Bohémiens

  • Dictionnaire infernal

Bohémiens. Il n’y a personne qui n’ait entendu parler des Bohémiennes et de ces bandes vagabondes qui, sous les noms de Bohémiens, de Biscaïens et d’Égyptiens ou Gitanos, se répandirent au quatorzième siècle sur l’Europe, dans l’Allemagne surtout, la Hollande, la Belgique, la France et l’Espagne, avec la prétention de posséder l’art de dire la bonne aventure et d’autres secrets merveilleux. Les Flamands les nommaient heyden, c’est-à-dire païens, parce qu’ils les regardaient comme des gens sans religion. On leur donna divers autres sobriquets.

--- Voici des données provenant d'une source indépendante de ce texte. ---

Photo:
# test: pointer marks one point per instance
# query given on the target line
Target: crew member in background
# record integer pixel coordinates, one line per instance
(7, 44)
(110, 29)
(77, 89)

Les historiens les ont fait venir, sur de simples conjectures, de l’Assyrie, de la Cilicie, du Caucase, de la Nubie, de l’Abyssinie, de la Chaldée. Bellon, incertain de leur origine, soutient qu’au moins ils n’étaient pas Égyptiens ; car il en rencontra au Caire, où ils étaient regardés comme étrangers aussi bien qu’en Europe. Il eût donc été plus naturel de croire les Bohémiens eux-mêmes sur leur parole, et de dire avec eux que c’était une race de Juifs, mêlés ensuite de chrétiens vagabonds. Voici ce que nous pensons être la vérité sur ces mystérieux nomades.

Vers le milieu du quatorzième siècle, l’Europe, et principalement les Pays-Bas, l’Allemagne et la France, étant ravagée par la peste, on accusa les Juifs, on ne sait pourquoi, d’avoir empoisonné les puits et les fontaines. Cette accusation souleva la fureur publique contre eux. Beaucoup de Juifs s’enfuirent et se jetèrent dans les forêts. Ils se réunirent pour être plus en sûreté et se ménagèrent des souterrains d’une grande étendue. On croit que ce sont eux qui ont creusé ces vastes cavernes qui se trouvent encore en Allemagne et que les indigènes n’ont jamais eu intérêt à fouiller.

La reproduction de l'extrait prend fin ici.